Total exhaustion does not even begin to cover how you feel for the first 6 weeks after a c-section. Not only are you tired from having a baby that does not sleep at night, but you are exhausted because your body is working overtime to try and heal itself. Eric and I would go for a walk around the block and it was all I could do not to lay down halfway through. Poor Eric. I don't think he had ever walked that slow in all of his life. My friend, who can push babies out like it's no big deal, called me 2 weeks after I had Easton and asked if I wanted to go walk around the fishing lake. I just laughed. I told her that going around the block almost killed me let alone going around a lake!

8.) I don't think my lungs are working.
I don't know what it is, but for the first few weeks it feels like you can't get enough air in your lungs no matter how hard you try. Going up a small flight of stairs would leave me out of breath like an obese 80 year old.

9.) That's not funny.
If you know someone who has just had a c-section, do not, I repeat, DO NOT make them laugh. It hurts, it hurts bad. So does coughing, sneezing, breathing, talking, moving, getting kicked by your tiny baby, and getting jumped on by one of your stupid dogs.

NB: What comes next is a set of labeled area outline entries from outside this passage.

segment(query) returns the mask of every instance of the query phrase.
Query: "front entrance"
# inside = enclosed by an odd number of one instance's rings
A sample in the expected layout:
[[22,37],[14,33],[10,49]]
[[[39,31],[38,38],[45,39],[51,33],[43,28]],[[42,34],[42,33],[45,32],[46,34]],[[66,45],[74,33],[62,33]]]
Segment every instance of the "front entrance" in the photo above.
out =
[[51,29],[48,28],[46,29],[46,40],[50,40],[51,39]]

10.) Ummmm, this is not normal, is it?
My baby is about 3 1/2 months old and I can still feel the stitches underneath my scar. They staple your skin shut but they stitch up your uterus. They pull the staples out before you leave but the stitches have to disolve on their own. I have one that feels like it is going to poke through my skin at any given moment. It is pretty strange. I have been told that they will eventually go away. Who knows?

So there you have it, 10 lovely things they don't bother telling you about a c-section. At least next time I will know a few little tricks to help make it a little easier on myself! Oh and the next person to tell me that at least having my next baby will be so much easier because I won't have to go through labor, I may or may not punch them.